Ensuite, ce n'est pas parce que les frontières sont revenues à celles de Louis XVI que tout dans ses années de toute-puissance a été vain ; son influence a été bien au-delà de simples frontières terrestres, bien bien bien au-delà. Et oui, son code civil est devenu périmé (argument de niveau bac à sable de l'auteur pour tenter de se justifier !). C'est normal, les époques et les mœurs changent, donc les lois pour la plupart inévitablement aussi. Mais il a servi de base, une base essentielle qui a façonné notre société et celles d'autres pays comme jamais un texte de loi l'a fait auparavant. Il n'était pas innovateur dans les armements utilisés, en en restant à ceux de l'époque de Louis XV. Ben, on ne sait pas s'il n'aurait pas su utiliser avec autant de brio des engins de mort plus modernes s'il avait vécu à une période plus récente avec les mêmes stratégies étincelantes. Et je ne parle même pas d'impact considérable en ce qui concerne la liberté religieuse, les réformes économiques, celles institutionnelles et toute une sacrée palanquée d'autres choses.
Et on peut alors tout aussi bien dire que la restauration des Bourbon (d'une durée quasi similaire que Napoléon chef d'état !) aurait été mieux si elle n'avait pas existé aussi, qu'elle a été aussi vaine puisque c'est une autre monarchie renversée par une autre révolution, qu'elle n'a fait que retarder une réapparition à long-terme de la République.
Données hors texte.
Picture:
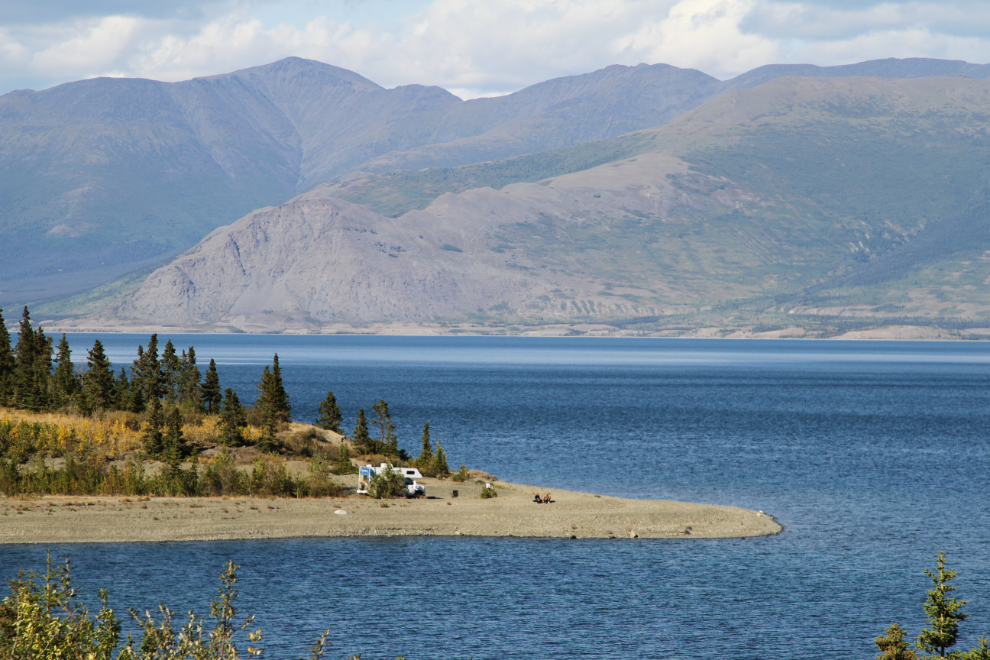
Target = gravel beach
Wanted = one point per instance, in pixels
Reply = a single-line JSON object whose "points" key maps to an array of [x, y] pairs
{"points": [[62, 519]]}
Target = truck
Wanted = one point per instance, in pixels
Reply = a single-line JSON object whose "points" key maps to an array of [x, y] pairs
{"points": [[409, 476]]}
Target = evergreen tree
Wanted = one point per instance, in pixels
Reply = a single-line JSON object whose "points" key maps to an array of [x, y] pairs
{"points": [[943, 614], [152, 437], [387, 442], [426, 453], [174, 442], [147, 371], [170, 372], [330, 417], [8, 364], [98, 379], [439, 466], [272, 398], [343, 463], [122, 391], [893, 646], [65, 383], [33, 366], [190, 391], [232, 420], [211, 389], [361, 437]]}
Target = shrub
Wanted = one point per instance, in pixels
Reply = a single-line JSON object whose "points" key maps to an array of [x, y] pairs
{"points": [[461, 475], [387, 485]]}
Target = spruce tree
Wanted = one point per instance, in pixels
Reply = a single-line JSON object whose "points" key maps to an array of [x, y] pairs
{"points": [[387, 443], [190, 391], [65, 382], [330, 417], [361, 437], [426, 453], [170, 372], [98, 380], [211, 389], [147, 372], [8, 364], [943, 614], [174, 441], [122, 391], [152, 437], [439, 465], [232, 420], [893, 646]]}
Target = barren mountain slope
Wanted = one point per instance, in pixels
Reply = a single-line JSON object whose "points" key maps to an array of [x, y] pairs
{"points": [[762, 192]]}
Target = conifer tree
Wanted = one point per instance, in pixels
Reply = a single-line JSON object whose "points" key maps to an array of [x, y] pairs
{"points": [[211, 389], [943, 614], [122, 391], [174, 441], [232, 419], [65, 383], [439, 465], [98, 379], [330, 417], [893, 646], [190, 391], [361, 437], [170, 372], [343, 463], [152, 437], [425, 459], [387, 443], [272, 398], [8, 364], [147, 372]]}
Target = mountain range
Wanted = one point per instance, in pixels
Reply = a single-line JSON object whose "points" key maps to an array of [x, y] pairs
{"points": [[103, 178]]}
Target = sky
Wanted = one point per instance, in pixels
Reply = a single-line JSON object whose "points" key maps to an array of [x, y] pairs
{"points": [[471, 47]]}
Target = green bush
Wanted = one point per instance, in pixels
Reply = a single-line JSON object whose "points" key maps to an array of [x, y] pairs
{"points": [[387, 485]]}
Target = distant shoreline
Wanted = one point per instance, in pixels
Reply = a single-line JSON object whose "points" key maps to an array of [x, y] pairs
{"points": [[114, 519], [878, 333]]}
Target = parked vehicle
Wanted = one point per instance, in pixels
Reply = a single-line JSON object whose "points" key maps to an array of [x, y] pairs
{"points": [[409, 477]]}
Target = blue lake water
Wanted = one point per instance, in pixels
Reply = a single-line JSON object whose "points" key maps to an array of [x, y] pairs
{"points": [[873, 455]]}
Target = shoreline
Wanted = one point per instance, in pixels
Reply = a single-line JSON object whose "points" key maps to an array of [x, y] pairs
{"points": [[115, 519]]}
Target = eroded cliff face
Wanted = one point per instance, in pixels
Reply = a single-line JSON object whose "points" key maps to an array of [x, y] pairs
{"points": [[543, 250]]}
J'aurais pu employer ce raisonnement idiot pour n'importe quel autre dirigeant ou n'importe quel régime dans ce cas. Pour Louis XIV, pour Charlemagne, pour Jules César, pour Alexandre le Grand...
Ce n'est pas parce qu'on est parvenu à être un électron libre dreyfusard en évoluant dans un milieu nocif dans lequel on se doit de cracher sa haine du Juif et d'en faire la source de tous les maux, ce n'est pas parce qu'on a prédit la Seconde Guerre mondiale (sans jamais voir sa prophétie tragique se réaliser, un cancer en ayant décidé autrement !), qu'à côté, on est à l'abri d'édicter une connerie.
En quelques mots, en une bassesse, Bainville transforme un ouvrage à 99 % remarquable, à portée de la grandeur et de l'incontournable, en un récit laissant sur une sensation amère. En conséquence, je n'ai qu'apprécié ce que j'étais à quelques lignes d'adorer.